Автор книги: Иван Шевцов
сообщить о нарушении
Текущая страница: 19 (всего у книги 29 страниц)
Вчера вечером Федот Алексеевич слушал по радио концерт по заявкам радиослушателей: пели Шаляпин, Собинов, Гаспарян. Котов любил музыку, и голоса великих певцов рождали в нем высокие чувства. И вдруг, когда в тающей, упоенной и сладостной истоме зазвенел голос Шаляпина "О, если б навеки так было…", до чуткого уха лесника докатился с надворья другой голос, призывно трагический, полный отчаяния. Котов выскочил на улицу и прислушался. Женский вопль доносился из сеней Яловца, а из хаты, из открытого окна, откуда глядела на темную улицу лохматая пьяная голова Антона, звучал все тот же шаляпинский голос, повторяющий слова: "О, если б навеки так было…"
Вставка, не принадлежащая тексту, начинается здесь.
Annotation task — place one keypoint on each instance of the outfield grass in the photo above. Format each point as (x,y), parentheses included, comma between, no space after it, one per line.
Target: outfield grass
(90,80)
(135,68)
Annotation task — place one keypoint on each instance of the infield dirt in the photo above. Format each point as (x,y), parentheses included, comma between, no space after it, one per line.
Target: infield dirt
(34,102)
Котов постоял несколько минут в нерешительности, хотел было пойти на помощь, но Зина вдруг умолкла. С тяжелым чувством вернулся он в свою избу и выключил радио. На душе было больно, обидно, противно, словно наплевали в нее грязные и подлые люди. Концерт он уже не мог слушать, хорошее настроение было испорчено, а в голову лезли настойчивые злые мысли: "Идет вторая половина двадцатого века, на луне лежит советский вымпел, где-то среди огромных миров песчинкой несется советская космическая ракета, вокруг Земли плывут искусственные спутники. И все это сделал человек, самое великое и самое могучее существо во вселенной. А в то же время другое существо, лохматое, пьяное, озлобленное на весь мир, тоже именуемое по какому-то недоразумению человеком, истязает более слабого человека, женщину, мать своего ребенка. Что это? Где логика и смысл?"
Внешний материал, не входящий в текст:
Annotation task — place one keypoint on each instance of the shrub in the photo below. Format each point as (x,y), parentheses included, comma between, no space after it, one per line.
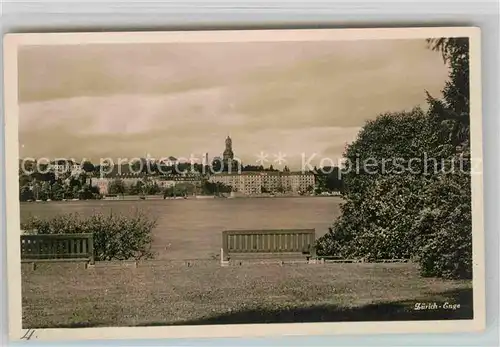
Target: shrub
(116,237)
Зина Яловец сидела над обрывом со своей маленькой дочкой. Бездумный взгляд ее, затуманенный горем и тоской, был устремлен на реку, где среди старого, бывшего помещичьего сада стояла тоже старая, с ободранным куполом церковь. Зина сама не знала, верующая она или нет: в церкви ей никогда не приходилось бывать. Бог, мысль о котором внушали ей мать и отец, был чем-то не совсем определенным и ясным. Она пробовала ему молиться, ждала от него хоть немного участия, но он почему-то оставался равнодушным и далеким.
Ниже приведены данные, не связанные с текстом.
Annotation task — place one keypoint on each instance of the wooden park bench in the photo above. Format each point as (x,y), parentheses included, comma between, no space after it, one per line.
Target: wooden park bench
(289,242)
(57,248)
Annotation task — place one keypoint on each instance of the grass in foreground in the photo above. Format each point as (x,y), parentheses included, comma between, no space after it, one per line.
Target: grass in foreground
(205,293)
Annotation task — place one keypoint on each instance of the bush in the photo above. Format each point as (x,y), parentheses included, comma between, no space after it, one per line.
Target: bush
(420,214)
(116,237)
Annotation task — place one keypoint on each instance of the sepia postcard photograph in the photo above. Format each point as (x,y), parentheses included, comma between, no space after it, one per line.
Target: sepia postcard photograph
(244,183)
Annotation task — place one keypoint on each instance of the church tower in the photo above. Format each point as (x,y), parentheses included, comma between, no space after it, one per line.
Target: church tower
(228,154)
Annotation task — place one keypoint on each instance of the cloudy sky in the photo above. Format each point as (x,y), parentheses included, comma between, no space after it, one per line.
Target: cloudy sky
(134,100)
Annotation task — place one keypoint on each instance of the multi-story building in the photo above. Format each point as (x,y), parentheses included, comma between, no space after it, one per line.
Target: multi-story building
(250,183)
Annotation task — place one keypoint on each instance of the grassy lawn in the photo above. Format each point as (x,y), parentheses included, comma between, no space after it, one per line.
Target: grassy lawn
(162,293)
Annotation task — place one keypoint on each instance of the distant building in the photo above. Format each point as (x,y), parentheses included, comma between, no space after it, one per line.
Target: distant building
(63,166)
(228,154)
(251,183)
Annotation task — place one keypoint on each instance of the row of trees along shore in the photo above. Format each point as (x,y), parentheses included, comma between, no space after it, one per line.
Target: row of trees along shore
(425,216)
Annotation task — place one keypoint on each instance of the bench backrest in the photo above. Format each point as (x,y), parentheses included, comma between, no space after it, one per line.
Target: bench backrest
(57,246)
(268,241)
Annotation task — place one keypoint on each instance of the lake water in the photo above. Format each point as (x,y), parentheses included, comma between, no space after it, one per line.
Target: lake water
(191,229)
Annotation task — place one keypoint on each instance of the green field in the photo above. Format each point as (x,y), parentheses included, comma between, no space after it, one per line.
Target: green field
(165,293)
В своей тяжелой судьбе она винила покойного отца своего, который искалечил жизнь не только себе, но и ей. В совхозе никто не знает, что Зина дочь предателя, но достаточно того, что об этом знает она сама. Это делает ее несчастной. Но она должна жить для дочери, должна дать ей то счастье, которого не знала сама. Как это сделать, Зина еще не знала.
Трезвый, Антон был замкнут и неразговорчив – слова из него не вытянешь. Спал беспокойно, по ночам подхватывался в холодном поту, кричал что-то несвязное и весь дрожал, как в лихорадке. Зина считала, что душа у мужа надломлена и что виною этому тюрьма. Но Зина ошибалась.
Пьяный Антон придирался ко всяким пустякам, кому-то угрожал, цинично и грязно ругаясь. В постели он бил ее кулаками и плакал от злости и отчаяния. Что творилось у него на душе, Зина не знала.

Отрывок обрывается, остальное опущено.